Os dois advogados que assinam a defesa do arquiteto e servidor público classificam como “involução degenerativa” o que acontecia no Teatro Coliseu nessa fase e citam que o empenho de prefeitos, servidores e construtora representaram um resgate da “dignidade moral e a harmonia arquitetônica do prédio”.
Na avaliação da defesa, a simples remoção dos cartazes ofensivos em plena área central e com grande movimentação de pessoas já permitia à população “usufruir dos benefícios da reforma” e isso descartaria “a pretensão ministerial do dano coletivo” requerido dos acusados pelo MP.
E a petição em favor do arquiteto adota tom crítico em relação à ação civil pública: “Quase duas mil páginas de documentos e nenhuma prova de improbidade”.
Na prática, o processo já conta com quase três mil páginas e a Justiça sequer conseguiu localizar parte dos envolvidos. O último andamento nos autos foi justamente uma nova tentativa de citar um dos réus, em janeiro passado.
FLUXO DE CAIXA.
De acordo com os advogados de Nelson Gonçalves de Lima Junior, o Município teria celebrado com o Governo do Estado, em junho de 1996, o repasse de R$ 900 mil.
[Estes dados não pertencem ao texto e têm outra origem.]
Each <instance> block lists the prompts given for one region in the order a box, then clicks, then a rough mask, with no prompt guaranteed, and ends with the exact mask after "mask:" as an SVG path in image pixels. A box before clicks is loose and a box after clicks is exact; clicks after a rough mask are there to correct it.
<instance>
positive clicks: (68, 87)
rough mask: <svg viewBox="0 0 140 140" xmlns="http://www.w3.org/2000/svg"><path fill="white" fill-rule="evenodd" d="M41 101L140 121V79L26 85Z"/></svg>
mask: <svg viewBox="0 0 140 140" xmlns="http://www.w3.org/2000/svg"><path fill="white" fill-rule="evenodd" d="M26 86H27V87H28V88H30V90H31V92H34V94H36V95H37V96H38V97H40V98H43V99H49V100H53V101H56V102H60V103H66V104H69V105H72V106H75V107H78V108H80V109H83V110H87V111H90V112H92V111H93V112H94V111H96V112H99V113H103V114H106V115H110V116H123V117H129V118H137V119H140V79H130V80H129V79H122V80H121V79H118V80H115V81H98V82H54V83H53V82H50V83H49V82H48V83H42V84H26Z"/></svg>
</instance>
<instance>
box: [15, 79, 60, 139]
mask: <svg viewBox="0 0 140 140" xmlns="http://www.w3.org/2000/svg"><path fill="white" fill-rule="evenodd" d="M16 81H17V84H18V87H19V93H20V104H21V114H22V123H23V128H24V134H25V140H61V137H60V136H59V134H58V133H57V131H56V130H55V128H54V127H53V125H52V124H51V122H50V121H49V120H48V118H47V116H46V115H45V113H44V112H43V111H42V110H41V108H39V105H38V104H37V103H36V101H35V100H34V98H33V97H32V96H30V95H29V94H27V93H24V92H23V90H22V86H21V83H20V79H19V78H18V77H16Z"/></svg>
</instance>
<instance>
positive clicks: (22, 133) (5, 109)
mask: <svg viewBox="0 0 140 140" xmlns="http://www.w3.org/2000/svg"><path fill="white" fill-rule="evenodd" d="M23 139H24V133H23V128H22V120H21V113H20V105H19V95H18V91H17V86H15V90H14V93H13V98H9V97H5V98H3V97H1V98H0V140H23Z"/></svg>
E isso representaria apenas 13% do valor global da obra, valor que teria sido empenhado em agosto do mesmo ano para o início da restauração do Teatro.
“Quando a obra iniciou havia verba apenas para pouco mais de quatro meses de execução do contrato”, revela a defesa do servidor municipal.
Portanto, para os advogados, na ocasião da assinatura do contrato já “não havia dinheiro suficiente para a Prefeitura dar prosseguimento à obra no ritmo estabelecido pelo cronograma físico-financeiro”.
ESPANTADO E INCONFORMADO.
A Sociedade de Advogados Guerato & Prado, que representa o engenheiro civil Marcelino Enes de Carvalho Neto alega que seu cliente se viu “ extremamente surpreso, espantado e absolutamente inconformado” com ajuizamento da ação civil pública. Em defesa do então procurador legal da Construtora Akio, o advogado André Figueiras Noschese Guerato alega a “manifesta, cristalina e evidente ilegitimidade passiva do requerido”.
Segundo o advogado, não há justificativa para inclusão de Carvalho Neto entre os réus porque ele “não integrava o quadro societário da empresa, tampouco teve alguma iniciativa que contribuiu para os questionados termos aditivos” firmados entre a Prefeitura e a Construtora.
Guerato chega a afirmar que a conduta supostamente danosa do engenheiro civil “sequer foi descrita na petição inicial do Ministério Público” e que o então procurador “era, apenas, funcionário contratado da Construtora Akio, limitando-se a exercer função estritamente técnica, dada a sua formação de engenheiro, sem vinculação alguma com os atos” citados na acusação formulada pelo MP.
A defesa também cita que Carvalho Neto “sujeitou-se a todas as consequências, aborrecimentos, efeitos jurídicos e graves restrições ao seu nome (com efeitos no mercado de trabalho e nas cotidianas relações comerciais” a partir da inclusão de seu nome no rol de acusados.
“Nada mais foi alegado em face (contra) Marcelino Enes de Carvalho Neto, apenas a conduta de rubricar minguados documentos”, protesta a defesa. “Nas milhares de folhas extraídas do inquérito civil, a rubrica de Marcelino foi localizada m apenas uma ocasião”, completa Guerato.